The first thing visitors see as they leave the Wallace Center is a new life-size bronze sculpture of Franklin and Eleanor Roosevelt that is based on a 1933 photograph of them sitting on the south lawn of their home, overlooking the Hudson River.
In addition to the Wallace Center, parts of the original library building have also been renovated to create a new 3,000-square-foot special exhibit gallery, named for William J. vanden Heuvel, the long-time president and chairman of the Franklin and Eleanor Roosevelt Institute, which plays in important role in the activities of the library.
The first exhibit in this new space tells the story of the library itself. President Roosevelt took a keen interest in it and was actively involved in its design and construction, even as the nation struggled to climb out of the Great Depression and war clouds gathered in Europe and the Pacific in the late 1930s.
This Wallace Center is important in another respect as well. It is another example of public-private partnerships that we foster throughout NARA.
The twenty million dollars in new construction at the Roosevelt Library was made up of eight million dollars each from NARA and the National Park Service and four million dollars raised by the Franklin and Eleanor Roosevelt Institute. Among the private funders are the Wallace Genetic Foundation, the Dyson Foundation, the Seymour and Vivian Milstein Foundation, and the Kerr Foundation.
As the new facilities in Hyde Park take their place alongside those whose construction was overseen by President Roosevelt himself, it is important to note that the National Archives Building itself, which is receiving its first-ever top-to-bottom renovation, also captured FDR's attention.
Although construction on the building began before Roosevelt took office, FDR took an active interest in it. And he proposed the National Archives Act of 1934, which gave the National Archives its mission. Over the years, Roosevelt also took a keen interest in the operations of the new agency, even, at one point, the allocation of stack space. In fact, the only monument in Washington that he envisioned for himself is the modest stone that to this day stands outside the Archives he helped create.

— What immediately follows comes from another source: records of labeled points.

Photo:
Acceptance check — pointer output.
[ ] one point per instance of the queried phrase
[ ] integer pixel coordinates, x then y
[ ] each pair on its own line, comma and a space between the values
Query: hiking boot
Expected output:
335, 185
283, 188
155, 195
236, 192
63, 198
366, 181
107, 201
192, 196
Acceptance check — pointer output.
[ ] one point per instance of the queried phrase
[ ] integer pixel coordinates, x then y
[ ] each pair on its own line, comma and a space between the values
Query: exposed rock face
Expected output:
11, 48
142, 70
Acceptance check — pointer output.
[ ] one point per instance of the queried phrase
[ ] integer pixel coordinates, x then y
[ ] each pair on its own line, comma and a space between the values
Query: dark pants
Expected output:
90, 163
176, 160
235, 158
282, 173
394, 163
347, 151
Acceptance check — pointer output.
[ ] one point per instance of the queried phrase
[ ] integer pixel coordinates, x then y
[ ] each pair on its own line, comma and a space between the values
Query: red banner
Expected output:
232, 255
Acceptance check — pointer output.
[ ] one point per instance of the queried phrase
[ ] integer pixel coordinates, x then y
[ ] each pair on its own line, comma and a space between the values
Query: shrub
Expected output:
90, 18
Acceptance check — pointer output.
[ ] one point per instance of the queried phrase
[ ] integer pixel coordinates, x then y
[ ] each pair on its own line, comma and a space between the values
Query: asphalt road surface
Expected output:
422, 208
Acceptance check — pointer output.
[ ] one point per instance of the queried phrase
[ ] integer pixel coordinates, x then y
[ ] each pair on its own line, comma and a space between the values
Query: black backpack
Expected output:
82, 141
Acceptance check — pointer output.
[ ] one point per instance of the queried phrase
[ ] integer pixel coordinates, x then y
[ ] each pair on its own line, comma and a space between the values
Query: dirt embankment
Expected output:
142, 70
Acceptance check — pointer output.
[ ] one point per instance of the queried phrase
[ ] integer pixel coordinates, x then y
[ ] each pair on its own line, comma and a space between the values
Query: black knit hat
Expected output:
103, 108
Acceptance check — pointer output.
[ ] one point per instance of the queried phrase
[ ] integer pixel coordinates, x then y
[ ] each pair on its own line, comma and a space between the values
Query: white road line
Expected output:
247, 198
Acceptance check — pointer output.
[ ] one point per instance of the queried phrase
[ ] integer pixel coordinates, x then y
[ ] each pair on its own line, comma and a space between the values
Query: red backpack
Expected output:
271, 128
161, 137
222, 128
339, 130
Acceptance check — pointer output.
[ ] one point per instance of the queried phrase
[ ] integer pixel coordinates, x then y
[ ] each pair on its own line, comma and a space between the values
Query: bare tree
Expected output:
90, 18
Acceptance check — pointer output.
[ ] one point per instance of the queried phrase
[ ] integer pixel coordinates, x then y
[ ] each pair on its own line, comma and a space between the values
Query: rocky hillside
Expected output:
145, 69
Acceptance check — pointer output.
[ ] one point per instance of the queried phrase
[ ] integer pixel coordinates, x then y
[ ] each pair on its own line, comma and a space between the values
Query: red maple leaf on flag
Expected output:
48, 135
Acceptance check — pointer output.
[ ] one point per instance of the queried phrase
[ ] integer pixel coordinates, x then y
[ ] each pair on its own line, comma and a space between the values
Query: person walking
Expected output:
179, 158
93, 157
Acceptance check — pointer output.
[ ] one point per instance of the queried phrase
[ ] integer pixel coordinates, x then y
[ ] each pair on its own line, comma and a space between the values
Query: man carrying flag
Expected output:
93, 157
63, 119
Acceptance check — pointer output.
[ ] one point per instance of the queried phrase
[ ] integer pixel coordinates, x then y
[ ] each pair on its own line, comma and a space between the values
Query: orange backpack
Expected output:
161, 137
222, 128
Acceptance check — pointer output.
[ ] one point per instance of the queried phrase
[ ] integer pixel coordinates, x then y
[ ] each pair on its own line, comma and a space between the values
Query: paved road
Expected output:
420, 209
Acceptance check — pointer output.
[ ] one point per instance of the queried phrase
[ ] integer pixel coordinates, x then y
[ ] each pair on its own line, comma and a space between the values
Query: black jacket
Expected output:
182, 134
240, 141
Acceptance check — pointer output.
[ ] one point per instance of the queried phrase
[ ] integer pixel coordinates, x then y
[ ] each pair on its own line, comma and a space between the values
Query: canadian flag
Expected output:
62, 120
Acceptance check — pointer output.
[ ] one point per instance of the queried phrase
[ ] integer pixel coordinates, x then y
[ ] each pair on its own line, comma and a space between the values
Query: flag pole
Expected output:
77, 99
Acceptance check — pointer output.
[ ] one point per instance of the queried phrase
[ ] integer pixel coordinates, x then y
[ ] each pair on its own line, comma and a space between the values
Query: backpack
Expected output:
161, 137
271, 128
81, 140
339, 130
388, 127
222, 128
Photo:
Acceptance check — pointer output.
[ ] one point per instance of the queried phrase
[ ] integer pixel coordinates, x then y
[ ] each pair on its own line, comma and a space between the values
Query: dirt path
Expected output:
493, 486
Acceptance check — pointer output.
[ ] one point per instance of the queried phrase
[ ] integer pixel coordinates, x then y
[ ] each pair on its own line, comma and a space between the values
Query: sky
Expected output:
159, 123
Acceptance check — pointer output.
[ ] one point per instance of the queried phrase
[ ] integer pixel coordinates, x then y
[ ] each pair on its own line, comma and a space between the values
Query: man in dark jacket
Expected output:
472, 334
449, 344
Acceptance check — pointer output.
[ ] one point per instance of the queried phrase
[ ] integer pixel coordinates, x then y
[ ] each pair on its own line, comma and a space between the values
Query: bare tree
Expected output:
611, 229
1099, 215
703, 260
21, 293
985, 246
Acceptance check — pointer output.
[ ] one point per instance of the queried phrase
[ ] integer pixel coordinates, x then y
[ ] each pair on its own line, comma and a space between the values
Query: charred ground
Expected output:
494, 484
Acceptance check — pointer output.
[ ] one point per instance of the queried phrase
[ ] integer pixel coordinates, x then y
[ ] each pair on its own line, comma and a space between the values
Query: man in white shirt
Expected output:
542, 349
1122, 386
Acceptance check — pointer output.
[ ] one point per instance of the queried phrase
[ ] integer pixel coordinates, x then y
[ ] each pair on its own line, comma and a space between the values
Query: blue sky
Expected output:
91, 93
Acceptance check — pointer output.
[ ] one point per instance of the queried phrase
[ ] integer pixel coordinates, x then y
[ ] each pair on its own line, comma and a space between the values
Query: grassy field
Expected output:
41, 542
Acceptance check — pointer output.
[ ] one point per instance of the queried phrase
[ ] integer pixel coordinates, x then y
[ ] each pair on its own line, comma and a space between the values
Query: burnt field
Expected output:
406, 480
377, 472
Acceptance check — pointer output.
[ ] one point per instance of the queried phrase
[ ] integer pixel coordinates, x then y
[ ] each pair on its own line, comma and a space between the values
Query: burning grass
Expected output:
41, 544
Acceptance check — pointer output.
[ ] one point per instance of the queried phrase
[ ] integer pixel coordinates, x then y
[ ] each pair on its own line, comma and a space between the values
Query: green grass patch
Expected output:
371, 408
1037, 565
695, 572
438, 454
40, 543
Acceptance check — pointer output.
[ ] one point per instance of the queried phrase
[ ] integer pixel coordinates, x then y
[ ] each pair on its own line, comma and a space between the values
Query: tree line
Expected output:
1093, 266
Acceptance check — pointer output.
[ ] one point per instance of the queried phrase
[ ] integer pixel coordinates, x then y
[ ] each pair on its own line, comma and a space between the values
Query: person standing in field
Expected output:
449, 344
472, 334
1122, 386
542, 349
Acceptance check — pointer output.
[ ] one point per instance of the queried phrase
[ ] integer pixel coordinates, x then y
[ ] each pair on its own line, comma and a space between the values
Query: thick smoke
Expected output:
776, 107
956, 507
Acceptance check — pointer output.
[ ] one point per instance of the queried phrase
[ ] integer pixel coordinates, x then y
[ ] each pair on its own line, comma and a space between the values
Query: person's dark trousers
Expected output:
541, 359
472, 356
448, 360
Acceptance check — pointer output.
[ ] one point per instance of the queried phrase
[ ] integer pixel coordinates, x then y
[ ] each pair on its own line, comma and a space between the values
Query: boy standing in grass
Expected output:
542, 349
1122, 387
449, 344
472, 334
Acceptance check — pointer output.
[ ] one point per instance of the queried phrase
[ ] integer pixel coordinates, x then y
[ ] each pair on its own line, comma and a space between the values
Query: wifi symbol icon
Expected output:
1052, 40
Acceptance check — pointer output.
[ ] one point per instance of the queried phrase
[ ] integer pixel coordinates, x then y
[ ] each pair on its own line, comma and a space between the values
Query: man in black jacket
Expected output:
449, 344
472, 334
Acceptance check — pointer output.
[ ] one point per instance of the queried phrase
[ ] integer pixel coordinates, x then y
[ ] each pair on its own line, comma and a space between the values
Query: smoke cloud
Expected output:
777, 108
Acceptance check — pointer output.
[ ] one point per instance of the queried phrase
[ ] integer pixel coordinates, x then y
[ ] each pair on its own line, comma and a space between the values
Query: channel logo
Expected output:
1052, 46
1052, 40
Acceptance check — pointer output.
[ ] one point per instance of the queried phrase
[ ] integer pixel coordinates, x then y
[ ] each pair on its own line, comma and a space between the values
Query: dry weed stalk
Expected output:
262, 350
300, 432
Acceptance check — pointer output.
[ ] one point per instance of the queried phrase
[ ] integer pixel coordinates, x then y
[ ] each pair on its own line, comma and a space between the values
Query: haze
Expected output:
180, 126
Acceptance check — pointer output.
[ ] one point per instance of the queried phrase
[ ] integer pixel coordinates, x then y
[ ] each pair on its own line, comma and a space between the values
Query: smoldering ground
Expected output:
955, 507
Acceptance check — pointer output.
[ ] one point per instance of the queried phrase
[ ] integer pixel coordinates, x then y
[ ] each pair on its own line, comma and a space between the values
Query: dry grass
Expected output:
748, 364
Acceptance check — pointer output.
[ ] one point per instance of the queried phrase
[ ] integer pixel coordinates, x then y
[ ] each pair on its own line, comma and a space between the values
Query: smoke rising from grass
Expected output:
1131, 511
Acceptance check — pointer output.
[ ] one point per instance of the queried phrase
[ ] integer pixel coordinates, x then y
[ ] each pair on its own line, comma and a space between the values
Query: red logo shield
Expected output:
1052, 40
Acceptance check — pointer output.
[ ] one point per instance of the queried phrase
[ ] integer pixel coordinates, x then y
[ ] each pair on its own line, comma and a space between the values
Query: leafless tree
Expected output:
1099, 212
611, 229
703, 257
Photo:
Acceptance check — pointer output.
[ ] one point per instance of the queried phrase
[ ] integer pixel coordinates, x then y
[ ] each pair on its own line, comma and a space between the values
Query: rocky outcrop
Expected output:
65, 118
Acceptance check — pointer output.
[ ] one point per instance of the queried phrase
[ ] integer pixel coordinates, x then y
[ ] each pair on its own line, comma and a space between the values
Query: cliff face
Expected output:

There was a bit of archivist and historian in FDR, and it came out in his remarks when he dedicated the FDR Library in June of 1941. He called the library opening "an act of faith." He said:
To bring together the records of the past and to house them in buildings where they will be preserved for the use of men and women living in the future, a Nation must believe in three things. It must believe in the past. It must believe in the future. It must, above all, believe in the capacity of its own people so to learn from the past that they can gain in judgements in creating their own future.
Now, as we open a new era at NARA—with the return of the Charters and the launch of the National Archives Experience as our "acts of faith"—we renew our commitment to our role as steward of our nation's records and historic documents, as Franklin D. Roosevelt envisioned, and to bringing that story to our citizens.